It’s small, aluminum and barely larger than a hardcover book. But just like the dial-up modem a few decades ago, the device is helping revolutionize electrical power in ways we haven’t seen before.
Electricity is the lifeblood of our digital age, but, ironically, it has lagged behind our connected times. For ages, the power grid has been so firmly rooted in the past that customers had to call the utility companies to tell them the power went out. Things started changing over the last decade. The rapid growth of renewables — from rooftop photovoltaic panels to giant wind farms the size of a nuclear power plant — has altered the energy mix. But solar and wind power aren’t always available, whether that’s because it’s a cloudy day or a breezeless one. At home, smart meters and appliances, electric vehicles, charging stations, batteries and other technologies are adding new challenges and further stressing the system. “The grid is the smartest and most complex machine that humans ever built,” says Jamshid Sharif-Askary, chief architect at GE Renewable Energy’s Grid Solutions unit. “But we are pushing it beyond its limits.”

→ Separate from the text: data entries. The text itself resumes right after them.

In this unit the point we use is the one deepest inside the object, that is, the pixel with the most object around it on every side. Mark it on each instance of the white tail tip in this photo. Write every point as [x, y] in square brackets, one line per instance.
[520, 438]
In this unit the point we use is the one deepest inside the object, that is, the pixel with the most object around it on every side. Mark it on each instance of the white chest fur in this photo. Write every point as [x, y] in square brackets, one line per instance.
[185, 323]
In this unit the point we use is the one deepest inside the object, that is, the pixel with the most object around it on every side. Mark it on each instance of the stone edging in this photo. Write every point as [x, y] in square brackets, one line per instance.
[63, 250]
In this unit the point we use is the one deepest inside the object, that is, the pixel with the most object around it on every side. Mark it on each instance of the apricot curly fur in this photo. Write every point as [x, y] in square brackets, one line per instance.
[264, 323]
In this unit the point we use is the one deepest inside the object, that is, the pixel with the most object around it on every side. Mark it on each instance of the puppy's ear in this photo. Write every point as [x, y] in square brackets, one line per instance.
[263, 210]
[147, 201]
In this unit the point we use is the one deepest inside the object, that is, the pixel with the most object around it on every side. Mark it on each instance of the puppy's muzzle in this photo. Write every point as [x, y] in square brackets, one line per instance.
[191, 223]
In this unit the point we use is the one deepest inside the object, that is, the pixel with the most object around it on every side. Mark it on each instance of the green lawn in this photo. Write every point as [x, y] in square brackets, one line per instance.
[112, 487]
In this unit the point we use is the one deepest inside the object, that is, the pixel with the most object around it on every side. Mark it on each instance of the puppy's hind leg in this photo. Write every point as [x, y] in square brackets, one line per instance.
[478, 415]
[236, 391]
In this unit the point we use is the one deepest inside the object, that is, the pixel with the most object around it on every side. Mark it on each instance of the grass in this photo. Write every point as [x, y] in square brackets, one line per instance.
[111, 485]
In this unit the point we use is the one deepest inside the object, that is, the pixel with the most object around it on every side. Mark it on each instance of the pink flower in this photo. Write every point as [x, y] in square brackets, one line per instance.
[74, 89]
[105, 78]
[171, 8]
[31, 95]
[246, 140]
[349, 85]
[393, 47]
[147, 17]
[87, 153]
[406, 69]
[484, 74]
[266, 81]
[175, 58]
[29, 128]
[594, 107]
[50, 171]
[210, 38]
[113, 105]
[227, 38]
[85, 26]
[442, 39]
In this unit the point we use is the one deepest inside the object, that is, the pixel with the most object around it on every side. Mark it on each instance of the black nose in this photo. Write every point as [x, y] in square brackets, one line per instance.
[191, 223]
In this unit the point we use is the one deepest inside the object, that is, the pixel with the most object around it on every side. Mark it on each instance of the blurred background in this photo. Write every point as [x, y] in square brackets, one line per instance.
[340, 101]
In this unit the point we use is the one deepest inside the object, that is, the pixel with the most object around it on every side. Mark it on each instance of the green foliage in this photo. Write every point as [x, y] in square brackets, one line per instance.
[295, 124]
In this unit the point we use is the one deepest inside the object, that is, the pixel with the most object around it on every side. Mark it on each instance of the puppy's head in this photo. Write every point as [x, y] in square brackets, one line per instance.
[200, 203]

It’s Sharif-Askary’s job to upgrade the grid and help it to catch up. The MDS Orbit, as the device is called, is one of the building blocks he is using.
In a way, the Orbit is the Swiss Army knife of communication devices. Unlike home modems typically capable of accommodating just one source, be it a phone line cable or Ethernet, this device can receive and send encrypted data over a variety of wireless communications links and protocols including Ethernet, Wi-Fi, 3G, and public and private 4G LTE networks, as well as specialized radio. “There is no one-size-fits-all solution. With different wireless technology options available, we wanted to offer our customers one common platform that is customizable to fit the different wireless needs across their networks,” says Steven Ruggieri, senior product manager for the device.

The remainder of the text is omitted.